Firstly, the prevalence of high blood pressure and blood glucose was 33% and 26% respectively. The prevalence of probable cases of depression and anxiety was 16% and 21% respectively. These rates are high for India, and comparable to many high-income countries.
Next, the researchers found that people with high blood pressure or high levels of blood glucose (both risk factors for cardiovascular disease) experienced distinct clusters of risk factors.
Smoking and drinking alcohol were the predominant risk factors for one group in the sample, who were predominantly employed and married men. However, distinct risk factors became apparent for a group of older women who were mostly not married, had low income and were physically inactive. This group experienced high life stress, poor connections with their community and disintegrated social networks.

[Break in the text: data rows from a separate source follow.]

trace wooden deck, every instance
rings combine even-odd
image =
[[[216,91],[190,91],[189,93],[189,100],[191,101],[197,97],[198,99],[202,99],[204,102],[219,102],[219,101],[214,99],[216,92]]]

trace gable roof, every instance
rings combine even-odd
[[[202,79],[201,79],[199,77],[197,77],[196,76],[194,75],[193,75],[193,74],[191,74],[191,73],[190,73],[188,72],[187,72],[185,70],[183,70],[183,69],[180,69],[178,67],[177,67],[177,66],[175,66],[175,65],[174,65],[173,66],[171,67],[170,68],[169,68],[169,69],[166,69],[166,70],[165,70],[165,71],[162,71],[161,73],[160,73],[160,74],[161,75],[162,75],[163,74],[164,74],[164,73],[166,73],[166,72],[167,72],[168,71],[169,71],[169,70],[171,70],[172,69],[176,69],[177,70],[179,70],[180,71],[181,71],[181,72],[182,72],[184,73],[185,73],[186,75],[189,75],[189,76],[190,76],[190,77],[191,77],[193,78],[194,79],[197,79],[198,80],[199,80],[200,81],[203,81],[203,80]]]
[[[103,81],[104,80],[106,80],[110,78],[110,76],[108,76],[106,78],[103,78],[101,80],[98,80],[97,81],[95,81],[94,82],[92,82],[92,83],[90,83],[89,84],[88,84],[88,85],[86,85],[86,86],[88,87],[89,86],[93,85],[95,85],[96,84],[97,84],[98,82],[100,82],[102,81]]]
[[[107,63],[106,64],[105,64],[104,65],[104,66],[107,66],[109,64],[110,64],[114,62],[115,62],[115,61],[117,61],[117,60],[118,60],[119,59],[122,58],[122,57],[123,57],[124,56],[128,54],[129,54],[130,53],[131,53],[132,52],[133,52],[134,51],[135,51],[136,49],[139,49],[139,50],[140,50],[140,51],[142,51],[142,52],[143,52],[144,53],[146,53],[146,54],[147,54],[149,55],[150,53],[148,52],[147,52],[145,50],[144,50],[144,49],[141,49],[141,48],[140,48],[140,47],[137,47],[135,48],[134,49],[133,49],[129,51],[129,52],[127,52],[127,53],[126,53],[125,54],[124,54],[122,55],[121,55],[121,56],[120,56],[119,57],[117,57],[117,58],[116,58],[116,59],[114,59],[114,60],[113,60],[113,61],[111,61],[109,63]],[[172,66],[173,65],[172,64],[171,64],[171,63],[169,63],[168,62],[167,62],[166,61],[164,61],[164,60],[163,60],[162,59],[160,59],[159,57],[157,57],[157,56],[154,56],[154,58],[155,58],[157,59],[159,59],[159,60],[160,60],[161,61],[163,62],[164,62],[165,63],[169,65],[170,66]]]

Furthermore, a path analysis revealed that depression and anxiety contributed to the social risk factors to increase the risk of high blood pressure and high blood glucose.
The focus of public health interventions is currently predominantly on increasing exercise to combat obesity, and to support people to reduce smoking and drinking. However, data from this survey revealed that there is a cluster of social risk factors which are not being addressed.
“Social workers are trained in a ‘medical and psychiatry specialism’ in India, but are frequently employed in hospitals or clinics,” said Professor Webber. “Very few work in the community addressing social issues which compound health or mental health. Our survey has identified that social work is needed in communities throughout India to address modifiable risk factors for cardiovascular disease.”
Our findings can be found in these two open access papers:
Madavanakadu Devassy., S., Webber, M., Scaria, L., A. Thiyagarajan, J., Fendt-Newlin, M., Joubert, J., Benny, A., Nannatt, A. & Joubert, L. (2020) Social and behavioural risk factors in the prevention and management of cardiovascular disease in Kerala, India: a catchment area population survey, BMC Cardiovascular Disorders, 20, 327, doi:10.1186/s12872-020-01595-x.
Madavanakadu Devassy., S., Benny, A., Scaria, L., Nannatt, A., Fendt-Newlin, M., Joubert, J., Joubert, L. & Webber, M. (2020) Social factors associated with chronic non-communicable disease and comorbidity with mental health problems in India: a scoping review, BMJ Open, 10:e035590. doi: 10.1136/bmjopen-2019-035590.
The capacity-building process has been described in our chapter in the Routledge Handbook of Social Work Practice Research:
Madavanakadu Devassy, S., Fendt-Newlin, M., Joubert, L. and Webber, M. (2020) ‘International capacity-building for practice research in India’ in Joubert, L. & Webber, M. (eds) The Routledge Handbook of Social Work Practice Research, Abingdon, Routledge, 276-285.